Historia y revelación
Mayo 4, 2008 por opusdiaboli
Dios se revela actuando en la historia del hombre. Colabora con él en la búsqueda del sentido de la vida, pues en realidad la historia del hombre ha recibido ya un sentido de la actuación divina. El peregrinar del hombre en la tierra no tiene final incierto, sino que tiene un futuro real que se sustenta en la promesa de Dios. Por ello el viaje del hombre requiere la toma de conciencia de que es una aventura que se toma en común con Dios: la salvación del hombre sólo tiene sentido y significado en la historia y a lo largo de ella.
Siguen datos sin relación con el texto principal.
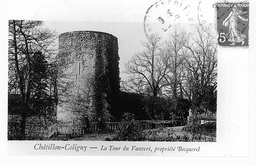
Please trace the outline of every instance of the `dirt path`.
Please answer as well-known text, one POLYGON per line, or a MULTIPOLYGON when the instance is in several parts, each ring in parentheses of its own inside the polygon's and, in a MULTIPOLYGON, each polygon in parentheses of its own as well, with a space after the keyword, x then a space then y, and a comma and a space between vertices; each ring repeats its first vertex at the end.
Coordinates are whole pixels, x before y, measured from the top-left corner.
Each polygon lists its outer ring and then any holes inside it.
MULTIPOLYGON (((183 131, 182 128, 184 126, 177 126, 172 127, 167 127, 164 129, 164 133, 162 133, 162 135, 165 135, 166 133, 169 132, 172 132, 173 133, 172 136, 174 138, 176 138, 176 137, 181 138, 184 135, 187 135, 190 138, 193 137, 192 134, 187 132, 183 131)), ((153 129, 152 129, 153 130, 153 129)), ((161 134, 160 134, 161 135, 161 134)), ((71 139, 69 139, 69 141, 110 141, 113 140, 114 137, 115 136, 114 133, 103 133, 103 134, 88 134, 84 137, 76 138, 71 139)), ((203 136, 204 138, 205 136, 203 136)), ((213 137, 211 138, 209 136, 205 136, 205 139, 206 140, 211 140, 212 141, 216 141, 216 137, 213 137)), ((202 141, 204 141, 202 140, 202 141)))
POLYGON ((115 136, 114 133, 88 134, 84 137, 69 139, 69 141, 106 141, 106 139, 112 140, 115 136))

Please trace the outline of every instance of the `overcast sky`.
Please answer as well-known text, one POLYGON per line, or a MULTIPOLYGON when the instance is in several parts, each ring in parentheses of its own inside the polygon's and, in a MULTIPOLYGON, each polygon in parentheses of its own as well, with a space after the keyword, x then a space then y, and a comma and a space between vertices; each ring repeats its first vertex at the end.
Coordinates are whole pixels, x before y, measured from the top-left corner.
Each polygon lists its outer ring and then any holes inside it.
MULTIPOLYGON (((196 16, 200 1, 187 1, 193 11, 191 12, 196 16)), ((122 72, 125 69, 124 64, 133 55, 144 48, 141 44, 141 42, 147 41, 144 30, 144 17, 148 8, 157 1, 11 0, 9 18, 43 21, 46 26, 55 30, 58 34, 67 32, 93 31, 113 35, 118 40, 120 76, 123 79, 125 76, 122 72)), ((207 2, 201 3, 201 6, 208 6, 202 8, 206 11, 209 8, 213 10, 209 4, 214 1, 211 0, 207 2)), ((208 13, 204 13, 206 15, 208 13)), ((214 16, 207 17, 214 21, 214 16)), ((171 30, 168 29, 169 32, 171 30)))

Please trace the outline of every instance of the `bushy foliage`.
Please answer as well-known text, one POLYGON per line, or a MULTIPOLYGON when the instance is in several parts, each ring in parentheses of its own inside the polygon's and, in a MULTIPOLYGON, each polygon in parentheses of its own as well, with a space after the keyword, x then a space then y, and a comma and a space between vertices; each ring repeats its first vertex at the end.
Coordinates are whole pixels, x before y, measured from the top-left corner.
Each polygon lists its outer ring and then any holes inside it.
POLYGON ((199 115, 195 115, 190 118, 189 123, 183 130, 190 133, 193 136, 192 139, 198 138, 202 139, 206 135, 211 137, 216 136, 216 122, 209 122, 201 124, 199 115))
POLYGON ((134 120, 134 115, 130 112, 125 112, 123 115, 122 121, 129 122, 134 120))
POLYGON ((148 124, 139 122, 121 123, 116 130, 115 141, 142 141, 146 139, 144 130, 150 128, 148 124))

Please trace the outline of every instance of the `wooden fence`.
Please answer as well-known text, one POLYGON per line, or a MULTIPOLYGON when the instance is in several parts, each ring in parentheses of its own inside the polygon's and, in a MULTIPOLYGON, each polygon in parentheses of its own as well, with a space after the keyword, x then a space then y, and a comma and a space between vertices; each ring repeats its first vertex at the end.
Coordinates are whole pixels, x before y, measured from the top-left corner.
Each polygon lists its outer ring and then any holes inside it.
MULTIPOLYGON (((104 123, 101 132, 104 133, 112 133, 118 128, 121 123, 126 122, 108 122, 104 123)), ((55 124, 49 126, 48 138, 73 138, 82 137, 83 135, 88 133, 98 133, 99 128, 98 123, 96 122, 90 123, 89 127, 79 125, 78 123, 63 122, 60 124, 55 124), (87 131, 86 130, 87 130, 87 131)))

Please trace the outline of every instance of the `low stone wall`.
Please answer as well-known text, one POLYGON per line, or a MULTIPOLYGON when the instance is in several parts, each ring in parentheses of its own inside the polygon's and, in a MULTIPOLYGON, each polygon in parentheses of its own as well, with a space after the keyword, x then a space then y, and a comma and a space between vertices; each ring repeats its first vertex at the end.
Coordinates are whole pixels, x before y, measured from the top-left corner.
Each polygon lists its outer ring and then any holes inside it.
MULTIPOLYGON (((8 139, 16 139, 20 134, 22 119, 20 115, 8 115, 8 139)), ((25 132, 26 136, 47 136, 48 127, 56 123, 56 114, 34 115, 27 117, 25 132)))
La Revelación de Dios se produce en la historia del hombre mediante hechos y palabras. Las obras del plan divino en la historia de la salvación del hombre explican y fundamentan la realidad de la Palabra y viceversa. Con ello, la verdad de Dios resplandece en Jesucristo, que es la culminación de la revelación de Dios. Es en la historia que Dios se da a conocer y desvela su designio misterioso. “Yo Yahveh, soy tu Dios, que te ha sacado del país de Egipto, de la casa de servidumbre” (Ex 20, 2). Para explicar el nombre de Yahveh se acude a la acción liberadora de Egipto y no a la naturaleza de Dios oculta en el misterio. Dios está presente, se revela a su Pueblo en la historia y a lo largo de ella, y en especial en Cristo mediador y plenitud de toda revelación, para hacerle despertar en la nueva vida.
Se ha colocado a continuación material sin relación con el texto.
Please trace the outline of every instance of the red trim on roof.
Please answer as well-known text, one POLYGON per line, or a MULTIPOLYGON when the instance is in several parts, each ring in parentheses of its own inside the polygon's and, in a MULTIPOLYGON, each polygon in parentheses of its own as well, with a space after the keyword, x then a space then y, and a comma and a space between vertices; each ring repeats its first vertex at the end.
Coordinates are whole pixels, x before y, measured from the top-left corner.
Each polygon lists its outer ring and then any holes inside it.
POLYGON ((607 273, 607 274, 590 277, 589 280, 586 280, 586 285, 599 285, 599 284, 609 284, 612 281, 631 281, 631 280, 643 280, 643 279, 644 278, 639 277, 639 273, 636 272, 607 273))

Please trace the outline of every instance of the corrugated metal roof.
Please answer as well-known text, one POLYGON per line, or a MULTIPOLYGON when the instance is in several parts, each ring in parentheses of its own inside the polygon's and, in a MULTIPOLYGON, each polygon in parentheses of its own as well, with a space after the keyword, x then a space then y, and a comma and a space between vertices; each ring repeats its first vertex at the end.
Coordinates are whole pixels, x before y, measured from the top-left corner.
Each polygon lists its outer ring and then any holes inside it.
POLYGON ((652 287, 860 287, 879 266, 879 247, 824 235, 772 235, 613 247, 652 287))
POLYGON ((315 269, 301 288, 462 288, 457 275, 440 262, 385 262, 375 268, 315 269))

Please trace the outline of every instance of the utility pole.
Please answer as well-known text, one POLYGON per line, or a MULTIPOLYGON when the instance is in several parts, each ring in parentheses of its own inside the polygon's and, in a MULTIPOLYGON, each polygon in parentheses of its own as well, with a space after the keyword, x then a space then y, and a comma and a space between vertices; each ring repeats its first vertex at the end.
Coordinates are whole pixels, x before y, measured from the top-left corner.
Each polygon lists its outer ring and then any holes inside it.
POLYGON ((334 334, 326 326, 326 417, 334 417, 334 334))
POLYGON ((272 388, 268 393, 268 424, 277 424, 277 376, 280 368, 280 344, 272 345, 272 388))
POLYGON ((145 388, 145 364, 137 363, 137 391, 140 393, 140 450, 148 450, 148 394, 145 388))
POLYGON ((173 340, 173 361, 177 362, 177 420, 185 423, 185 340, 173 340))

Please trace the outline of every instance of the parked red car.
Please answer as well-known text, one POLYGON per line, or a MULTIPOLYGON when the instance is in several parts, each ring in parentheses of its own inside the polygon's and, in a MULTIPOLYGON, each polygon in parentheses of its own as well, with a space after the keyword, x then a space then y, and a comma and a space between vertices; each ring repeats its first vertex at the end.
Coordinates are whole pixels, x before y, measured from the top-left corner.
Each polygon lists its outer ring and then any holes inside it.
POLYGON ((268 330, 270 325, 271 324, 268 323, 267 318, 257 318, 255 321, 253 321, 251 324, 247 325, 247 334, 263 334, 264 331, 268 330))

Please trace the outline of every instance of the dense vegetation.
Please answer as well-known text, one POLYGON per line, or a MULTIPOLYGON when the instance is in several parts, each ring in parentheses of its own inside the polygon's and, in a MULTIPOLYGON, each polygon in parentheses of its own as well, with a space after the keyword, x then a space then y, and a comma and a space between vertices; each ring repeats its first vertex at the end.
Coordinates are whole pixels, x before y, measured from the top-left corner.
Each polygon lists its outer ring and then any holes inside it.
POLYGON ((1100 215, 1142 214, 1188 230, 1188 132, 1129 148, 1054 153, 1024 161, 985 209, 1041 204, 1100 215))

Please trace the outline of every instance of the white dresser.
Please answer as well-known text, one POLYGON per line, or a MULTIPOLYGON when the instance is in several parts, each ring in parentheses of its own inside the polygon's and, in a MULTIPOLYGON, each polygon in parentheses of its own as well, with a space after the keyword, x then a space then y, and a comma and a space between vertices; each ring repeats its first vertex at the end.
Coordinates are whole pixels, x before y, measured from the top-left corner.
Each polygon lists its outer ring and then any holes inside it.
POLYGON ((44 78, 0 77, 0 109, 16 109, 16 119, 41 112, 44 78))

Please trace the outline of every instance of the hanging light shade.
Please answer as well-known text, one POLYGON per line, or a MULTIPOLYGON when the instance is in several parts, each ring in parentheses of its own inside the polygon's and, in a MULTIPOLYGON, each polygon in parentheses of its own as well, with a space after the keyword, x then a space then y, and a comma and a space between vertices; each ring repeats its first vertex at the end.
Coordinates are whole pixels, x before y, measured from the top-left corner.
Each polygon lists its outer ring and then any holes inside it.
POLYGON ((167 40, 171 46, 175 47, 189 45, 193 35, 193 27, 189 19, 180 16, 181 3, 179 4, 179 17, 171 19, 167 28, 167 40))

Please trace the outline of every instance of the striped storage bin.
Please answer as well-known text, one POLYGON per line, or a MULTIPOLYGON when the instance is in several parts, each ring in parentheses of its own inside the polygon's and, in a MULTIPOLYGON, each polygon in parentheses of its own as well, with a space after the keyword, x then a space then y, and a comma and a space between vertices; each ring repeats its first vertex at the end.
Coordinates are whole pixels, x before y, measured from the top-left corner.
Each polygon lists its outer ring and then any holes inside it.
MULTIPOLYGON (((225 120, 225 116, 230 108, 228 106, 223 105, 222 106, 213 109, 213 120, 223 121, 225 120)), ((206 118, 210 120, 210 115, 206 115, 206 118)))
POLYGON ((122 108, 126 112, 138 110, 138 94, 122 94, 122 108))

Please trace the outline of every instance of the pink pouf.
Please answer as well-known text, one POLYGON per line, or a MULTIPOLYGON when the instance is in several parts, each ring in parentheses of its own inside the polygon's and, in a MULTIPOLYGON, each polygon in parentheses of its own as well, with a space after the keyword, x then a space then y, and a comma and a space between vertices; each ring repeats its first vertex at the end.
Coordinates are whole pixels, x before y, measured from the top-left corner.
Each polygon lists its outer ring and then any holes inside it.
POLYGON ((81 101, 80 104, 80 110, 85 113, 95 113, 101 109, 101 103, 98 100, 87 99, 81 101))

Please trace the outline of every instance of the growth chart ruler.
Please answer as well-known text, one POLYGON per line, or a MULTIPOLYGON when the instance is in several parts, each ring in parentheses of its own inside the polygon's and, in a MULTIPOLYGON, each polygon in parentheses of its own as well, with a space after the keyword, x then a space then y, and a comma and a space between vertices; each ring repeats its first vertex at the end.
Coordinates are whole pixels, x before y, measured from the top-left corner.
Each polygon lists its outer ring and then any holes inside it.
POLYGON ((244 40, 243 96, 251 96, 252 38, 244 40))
El ejemplo más claro de que historia y revelación van unidas es que el centro de la Revelación es una persona histórica: Jesús de Nazaret, que es hombre verdadero y la definitiva Palabra de Dios (Jn 1, 1-18). Sin embargo no hay que entender la historia como revelación, pues bastaría interpretar la historia para conocer la Revelación. Lo revelador no es un hecho aislado, sino una historia de sucesos. La historia no es reveladora por sí misma, sino la historia acompañada de la Palabra, pronunciada en la historia con plena autoridad, y que es consciente de ser mucho más que una mera interpretación de la historia.




No tengo nada que añadir, quizá porque la única forma que tengo de comentar es discutir aquello con lo que no estoy de acuerdo, y con esto sí lo estoy. Me gusta, es lo único que puedo decir. M´agrada, que decís los catalanes (¿lo decís, no?).
Lukas Romero
Jaja, así es Lukas, los catalanes decimos “m’agrada” (me gusta). Gracias y un fuerte saludo.